MoFi Wins Approval for Settlement Over Analog Vinyl Fraud Lawsuit
Prestige reissue label Mobile Fidelity Sound Lab (MoFi) has won a federal judge’s approval to issue a $25 million settlement in order to resolve a 2022 fraud lawsuit, Billboard reports and documents viewed by Pitchfork confirm.
The complaint, filed in Washington federal court last summer, accused the company of marketing their LPs as purely analog while using Direct Stream Digital (DSD) technology in its vinyl production. MoFi confirmed that allegation shortly before the suit was filed. Months prior, MoFi had opened a new vinyl pressing plant in Oxnard, California, which they heralded as America’s “premier vinyl production facility.”
That August, MoFi customers Stephen J. Tuttle and Dustin Collman filed a proposed class action in Washington federal court, alleging that MoFi’s branding had been “deceptive and misleading” and had tricked them into paying higher prices for ultimately lesser quality vinyl.
Subsequently, plaintiff Adam Stiles of Charlotte, North Carolina filed another proposed class action lawsuit that year, pointing to his purchase of a $40 Pretenders album released by MoFi, which the company claimed was pressed from the “original master recording.” “Had Mr. Stiles been aware that the record used digital remastering or DSD technology, he would not have purchased the record, or would have paid significantly less for it,” the lawsuit noted. It also claimed that other members of the potential class action lawsuit were similarly impacted by paying a higher price for records with that label.
Stiles’ complaint alleged fraud, deceptive trade practices, breach of warranty (express and implied), unjust enrichment, and more. He sought restitution and damage on behalf of himself and the proposed class.

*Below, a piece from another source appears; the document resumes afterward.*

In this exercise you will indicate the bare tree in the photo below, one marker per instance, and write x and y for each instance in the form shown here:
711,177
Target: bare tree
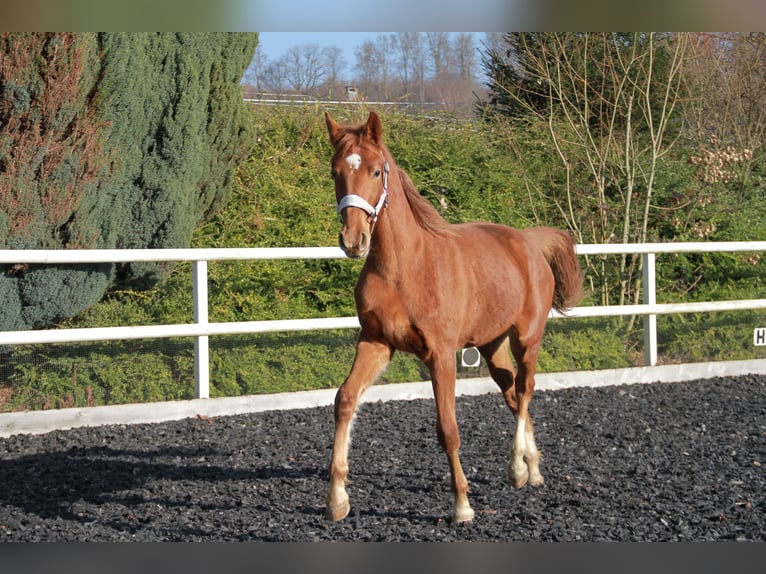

Back in February, Billboard reported that MoFi had reached a settlement with Tuttle, Collman, and additional plaintiffs that could reach up to $25 million—but that several customers objected to the deal, saying it was “tainted by the stink of collusion.” The proposed settlement offered two options for tens of thousands spurned customers: They could return their eligible purchases for a full refund, or, they could keep the records and receive a 5% cash refund or a 10% refund in credit. The settlement would have allowed MoFi to continue denying any wrongdoing.
The proposed settlement was expected to compensate roughly 40,000 consumers who bought albums marketed as analog. However, attorneys who filed similar complaints against MoFi claimed that they were not consulted about the “inadequate, collusive settlement” and that it was reached by “ineffectual” lawyers.
On Tuesday (May 9), U.S. District Judge James L. Robart preliminarily approved the settlement, rejecting claims that it was the result of collusion. Robart ruled that “the Amended Settlement Agreement is fair, adequate, and reasonable pursuant to Federal Rule of Civil Procedure,” per court documents. The settlement is still pending final approval.